32 years ago today, the wailing, slimy, wiggly flesh log that would eventually become 30sinprogress, was introduced to this world. Yeah, it's my GD birthday. I realize that blogging about my birthday is rather.... lame, but you'll forgive me for it soon enough, so I'm not worried.
I've never fully understood the concept of celebrating one's birthday. Yay, everyone look at me, lets celebrate ME because I was... born? What an accomplishment, hoorah! So, then, if we're going to do it, let us do it up correctly. We'll all get together, and race to see who can shove the biggest piece of crappy white cake into their mouth, while simultaneously taking cheap shots at the birthday boy. "So, why aren't you married yet?!"... "How OLD are you now?! (which is always followed by "wow I didn't know you were THAT old!)"..."How is your career going?!"..."You should do this, and this, and this with your life, because I'm eating cake and therefore I know everything about you!" In a way, birthdays are an annual reminder of one's failure to succeed, and a countdown to one's eventual and inevitable demise. Ahh, birthdays, how I adore thee.

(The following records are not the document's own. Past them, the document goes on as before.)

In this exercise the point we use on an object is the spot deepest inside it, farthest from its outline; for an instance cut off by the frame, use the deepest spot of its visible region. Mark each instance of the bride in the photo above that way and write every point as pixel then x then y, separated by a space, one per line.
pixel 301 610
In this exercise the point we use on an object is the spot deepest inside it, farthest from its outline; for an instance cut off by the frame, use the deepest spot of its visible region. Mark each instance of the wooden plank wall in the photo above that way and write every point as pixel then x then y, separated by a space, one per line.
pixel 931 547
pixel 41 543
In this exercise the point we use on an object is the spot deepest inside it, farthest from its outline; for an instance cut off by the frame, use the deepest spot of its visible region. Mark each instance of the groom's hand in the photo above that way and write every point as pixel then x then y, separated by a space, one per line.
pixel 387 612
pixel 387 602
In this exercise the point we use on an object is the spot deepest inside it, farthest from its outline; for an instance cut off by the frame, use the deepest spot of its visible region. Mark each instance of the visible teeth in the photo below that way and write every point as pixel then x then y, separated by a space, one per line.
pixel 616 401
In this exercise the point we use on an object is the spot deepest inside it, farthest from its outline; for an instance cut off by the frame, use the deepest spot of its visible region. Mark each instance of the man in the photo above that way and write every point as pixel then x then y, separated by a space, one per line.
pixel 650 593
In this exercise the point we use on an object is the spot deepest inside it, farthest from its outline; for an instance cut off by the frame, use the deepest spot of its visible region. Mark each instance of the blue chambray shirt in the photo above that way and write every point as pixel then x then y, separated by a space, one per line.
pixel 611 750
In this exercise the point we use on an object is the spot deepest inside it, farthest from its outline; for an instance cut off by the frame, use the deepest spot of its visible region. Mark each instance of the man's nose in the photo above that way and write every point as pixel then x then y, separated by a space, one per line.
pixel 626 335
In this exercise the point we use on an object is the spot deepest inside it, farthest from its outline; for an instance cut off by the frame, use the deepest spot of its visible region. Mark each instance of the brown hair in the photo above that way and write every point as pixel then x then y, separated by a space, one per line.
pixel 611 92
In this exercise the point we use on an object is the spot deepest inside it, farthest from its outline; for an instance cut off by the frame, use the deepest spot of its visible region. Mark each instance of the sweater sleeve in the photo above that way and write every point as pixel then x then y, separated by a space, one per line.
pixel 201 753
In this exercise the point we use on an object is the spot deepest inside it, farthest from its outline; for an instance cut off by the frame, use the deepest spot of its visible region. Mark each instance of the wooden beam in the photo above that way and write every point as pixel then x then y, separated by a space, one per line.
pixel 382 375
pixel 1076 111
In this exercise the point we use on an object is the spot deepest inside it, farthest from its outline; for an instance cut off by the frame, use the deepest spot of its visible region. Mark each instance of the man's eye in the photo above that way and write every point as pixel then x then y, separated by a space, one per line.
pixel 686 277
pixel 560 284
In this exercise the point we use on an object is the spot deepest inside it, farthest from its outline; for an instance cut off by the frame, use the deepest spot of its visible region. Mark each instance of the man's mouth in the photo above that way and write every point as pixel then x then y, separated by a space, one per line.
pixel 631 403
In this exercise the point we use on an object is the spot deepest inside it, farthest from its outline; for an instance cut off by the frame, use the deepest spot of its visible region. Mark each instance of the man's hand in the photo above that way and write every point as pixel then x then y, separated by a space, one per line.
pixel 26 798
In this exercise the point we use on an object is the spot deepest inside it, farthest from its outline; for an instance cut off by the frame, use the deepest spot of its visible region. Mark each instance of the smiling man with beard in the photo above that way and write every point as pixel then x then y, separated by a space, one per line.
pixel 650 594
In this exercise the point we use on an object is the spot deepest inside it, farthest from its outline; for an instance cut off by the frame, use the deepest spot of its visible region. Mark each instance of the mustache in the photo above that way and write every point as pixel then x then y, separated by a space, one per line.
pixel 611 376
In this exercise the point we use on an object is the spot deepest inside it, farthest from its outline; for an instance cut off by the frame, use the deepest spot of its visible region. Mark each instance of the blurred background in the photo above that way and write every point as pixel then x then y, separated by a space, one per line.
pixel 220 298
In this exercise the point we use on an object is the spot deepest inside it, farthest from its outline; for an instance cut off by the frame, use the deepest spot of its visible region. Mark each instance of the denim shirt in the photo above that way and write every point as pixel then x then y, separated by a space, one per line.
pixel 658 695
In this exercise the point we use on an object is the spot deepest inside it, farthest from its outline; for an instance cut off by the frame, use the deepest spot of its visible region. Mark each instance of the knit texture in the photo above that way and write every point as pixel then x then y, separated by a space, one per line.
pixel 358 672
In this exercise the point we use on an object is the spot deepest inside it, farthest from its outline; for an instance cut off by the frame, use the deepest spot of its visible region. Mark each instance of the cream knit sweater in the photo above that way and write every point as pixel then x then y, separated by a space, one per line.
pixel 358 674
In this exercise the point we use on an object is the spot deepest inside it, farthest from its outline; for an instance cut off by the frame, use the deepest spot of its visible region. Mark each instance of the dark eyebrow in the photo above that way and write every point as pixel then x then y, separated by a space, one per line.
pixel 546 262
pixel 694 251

Can you guess what the most recognized song in the English language is? Yep. The friggin "happy birthday to you" song. Whether I'm (forced to be) singing that song, or the subject of it as others sing, I find its melody to be excruciatingly painful. Is it just me? Maybe. Probably. Why can't I pick the song that I want sung to me? After all, it is MY special day, isn't it? Next year, I'm going to make everyone sing Enter Sandman to me for my birthday. Now THAT would be a good birthday celebration... I can picture it now, my 92-year-old great Aunt Lil' singing, "...off to never never land, heh heh!"
Sarcasm aside for a moment (a very short moment, though, because I start to get cold sweats if I stray too far), I do selfishly enjoy the compliments, and the attention. I'll never ask for the attention... but that doesn't mean that I don't like it once in a while. I really didn't think that anyone would even notice that it was my birthday, but my Facebook page is full of happy b-day wishes, I've gotten calls (one from my mom's entire South Eastern swim team), timely text messages... and have been subjected to a day full of b-day embarrassments at work.
To all of you, thank you, very much.